I mentioned that my mother-in-law feels safe when LaRee is near. Even in her mounting dementia she seems to know she’s in good hands. LaRee’s Christianity and familial love motivates her to stand in the gap for her vulnerable loved ones.
UPDATED DIRECTIVE
Recently, she combed through her mother’s advanced directive from 2009 and updated it to reflect 2013’s reality.
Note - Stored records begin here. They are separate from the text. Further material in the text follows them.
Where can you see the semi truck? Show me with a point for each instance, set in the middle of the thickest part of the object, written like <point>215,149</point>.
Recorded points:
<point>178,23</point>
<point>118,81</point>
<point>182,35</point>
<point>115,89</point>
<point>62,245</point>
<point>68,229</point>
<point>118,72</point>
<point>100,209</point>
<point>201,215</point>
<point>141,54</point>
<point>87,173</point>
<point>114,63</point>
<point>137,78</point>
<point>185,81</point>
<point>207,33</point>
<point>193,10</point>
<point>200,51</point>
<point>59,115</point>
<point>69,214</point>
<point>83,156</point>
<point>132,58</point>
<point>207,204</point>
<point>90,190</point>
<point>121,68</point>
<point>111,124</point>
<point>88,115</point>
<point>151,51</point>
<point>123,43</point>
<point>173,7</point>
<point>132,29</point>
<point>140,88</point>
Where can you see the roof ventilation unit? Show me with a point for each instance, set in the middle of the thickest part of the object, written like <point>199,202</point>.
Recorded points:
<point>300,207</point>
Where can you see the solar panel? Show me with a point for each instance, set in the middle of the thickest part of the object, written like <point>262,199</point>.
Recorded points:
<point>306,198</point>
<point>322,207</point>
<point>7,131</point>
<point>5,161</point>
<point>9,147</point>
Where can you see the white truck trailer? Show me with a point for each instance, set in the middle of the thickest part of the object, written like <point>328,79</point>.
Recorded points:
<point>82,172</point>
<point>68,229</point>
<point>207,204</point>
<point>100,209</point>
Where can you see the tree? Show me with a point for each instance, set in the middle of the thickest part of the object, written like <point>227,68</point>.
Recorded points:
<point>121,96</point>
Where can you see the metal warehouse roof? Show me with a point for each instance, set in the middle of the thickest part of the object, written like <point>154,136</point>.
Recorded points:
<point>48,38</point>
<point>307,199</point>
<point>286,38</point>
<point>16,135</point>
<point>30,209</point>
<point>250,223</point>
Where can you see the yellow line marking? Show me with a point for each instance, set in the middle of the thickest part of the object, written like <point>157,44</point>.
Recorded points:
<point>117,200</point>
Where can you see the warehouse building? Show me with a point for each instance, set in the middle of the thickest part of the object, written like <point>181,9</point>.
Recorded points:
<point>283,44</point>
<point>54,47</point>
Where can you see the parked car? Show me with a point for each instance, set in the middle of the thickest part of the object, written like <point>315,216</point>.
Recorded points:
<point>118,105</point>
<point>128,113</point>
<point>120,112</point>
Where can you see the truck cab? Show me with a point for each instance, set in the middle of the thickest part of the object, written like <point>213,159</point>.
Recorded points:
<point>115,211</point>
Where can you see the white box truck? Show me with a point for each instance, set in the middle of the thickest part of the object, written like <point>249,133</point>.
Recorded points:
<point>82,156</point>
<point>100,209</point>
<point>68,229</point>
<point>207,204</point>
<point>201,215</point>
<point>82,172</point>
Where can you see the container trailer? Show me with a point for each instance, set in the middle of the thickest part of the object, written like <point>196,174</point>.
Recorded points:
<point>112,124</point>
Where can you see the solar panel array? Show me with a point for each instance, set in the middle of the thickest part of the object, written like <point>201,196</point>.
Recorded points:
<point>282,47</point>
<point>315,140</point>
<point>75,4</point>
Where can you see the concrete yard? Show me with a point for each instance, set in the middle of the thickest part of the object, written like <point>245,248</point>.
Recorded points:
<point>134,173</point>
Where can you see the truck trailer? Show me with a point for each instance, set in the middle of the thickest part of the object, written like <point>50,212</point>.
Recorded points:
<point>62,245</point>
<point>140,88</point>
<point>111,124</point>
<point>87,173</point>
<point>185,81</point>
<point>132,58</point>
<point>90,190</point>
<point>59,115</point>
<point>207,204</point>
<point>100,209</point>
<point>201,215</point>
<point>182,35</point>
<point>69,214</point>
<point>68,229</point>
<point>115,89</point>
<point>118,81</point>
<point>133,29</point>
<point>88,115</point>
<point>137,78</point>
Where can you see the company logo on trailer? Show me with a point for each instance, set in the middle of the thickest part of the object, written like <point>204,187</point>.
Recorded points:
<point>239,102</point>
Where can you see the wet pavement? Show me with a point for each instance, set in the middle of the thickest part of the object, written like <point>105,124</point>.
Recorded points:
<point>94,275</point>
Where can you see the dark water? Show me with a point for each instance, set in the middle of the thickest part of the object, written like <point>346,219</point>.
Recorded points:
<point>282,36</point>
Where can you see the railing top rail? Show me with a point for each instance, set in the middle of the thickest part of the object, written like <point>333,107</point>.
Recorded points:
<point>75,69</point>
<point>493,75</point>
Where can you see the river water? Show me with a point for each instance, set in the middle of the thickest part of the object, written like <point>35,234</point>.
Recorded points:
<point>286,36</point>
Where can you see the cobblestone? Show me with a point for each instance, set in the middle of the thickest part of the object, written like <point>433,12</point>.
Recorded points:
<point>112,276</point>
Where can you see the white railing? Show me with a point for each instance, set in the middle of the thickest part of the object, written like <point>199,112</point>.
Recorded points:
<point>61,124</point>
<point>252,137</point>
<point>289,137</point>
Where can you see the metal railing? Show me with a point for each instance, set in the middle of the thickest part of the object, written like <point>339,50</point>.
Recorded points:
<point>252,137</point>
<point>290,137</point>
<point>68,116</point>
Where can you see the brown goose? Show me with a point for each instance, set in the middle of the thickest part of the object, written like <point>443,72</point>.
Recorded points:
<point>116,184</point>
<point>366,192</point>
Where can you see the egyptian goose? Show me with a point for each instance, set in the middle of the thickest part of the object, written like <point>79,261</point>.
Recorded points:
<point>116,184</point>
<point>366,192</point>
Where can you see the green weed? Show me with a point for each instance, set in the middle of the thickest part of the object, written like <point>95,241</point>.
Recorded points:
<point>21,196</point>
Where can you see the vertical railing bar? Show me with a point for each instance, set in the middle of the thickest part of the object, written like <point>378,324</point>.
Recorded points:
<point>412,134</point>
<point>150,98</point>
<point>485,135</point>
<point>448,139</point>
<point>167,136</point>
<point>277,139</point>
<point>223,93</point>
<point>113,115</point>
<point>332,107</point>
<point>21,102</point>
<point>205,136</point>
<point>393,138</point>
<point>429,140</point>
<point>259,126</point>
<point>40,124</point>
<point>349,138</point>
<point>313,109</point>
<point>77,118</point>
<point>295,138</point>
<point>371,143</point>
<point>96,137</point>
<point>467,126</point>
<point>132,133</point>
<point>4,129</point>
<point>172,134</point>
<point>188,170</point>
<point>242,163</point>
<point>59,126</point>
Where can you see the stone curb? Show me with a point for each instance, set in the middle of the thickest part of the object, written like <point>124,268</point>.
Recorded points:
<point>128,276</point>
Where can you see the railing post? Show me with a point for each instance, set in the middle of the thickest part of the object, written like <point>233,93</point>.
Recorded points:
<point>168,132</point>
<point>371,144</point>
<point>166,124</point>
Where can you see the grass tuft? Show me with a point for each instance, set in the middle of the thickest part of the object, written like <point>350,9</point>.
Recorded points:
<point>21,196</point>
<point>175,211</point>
She met with her mother’s treating physician to make sure every measure for comfort is given and ordinary care owed to all sick people is not interrupted.
By caring for her mother in this way, LaRee is giving a vivid testimony to a culture of life that treats dying as the last phase of living in which the bonds of humanity are strengthened, not weakened.
Mark Pickup has lived with aggressive multiple sclerosis for over 28 years. Although electric wheelchair dependent, Mark has spoken across the United States and Canada promoting the sanctity, dignity, and equality of all human life. He has addressed politicians and legislative committees (both Canadian and American), university forums, hospital medical staffs, religious and denominational leaders, community groups, and organizations about the critical importance of protecting all human life from conception to natural death. Mark is also a widely published writer on bioethical and Christian issues. He writes a column for Canada’s Western Catholic Reporter newspaper. Mark is the recipient of numerous awards including the Monsignor Bill Irwin Award for Ethical Excellence, the William Kurelek Award for fostering respect and appreciation for the dignity of human life (Canada), and a Governor General’s Medal for Community Service.
This article has been reprinted with permission and can be found at http://www.wcr.ab.ca/Columns/OpinionsStories/tabid/70/entryid/4720/Default.aspx.
*LaRee’s mother passed away peacefully and with good care on December 30, 2013.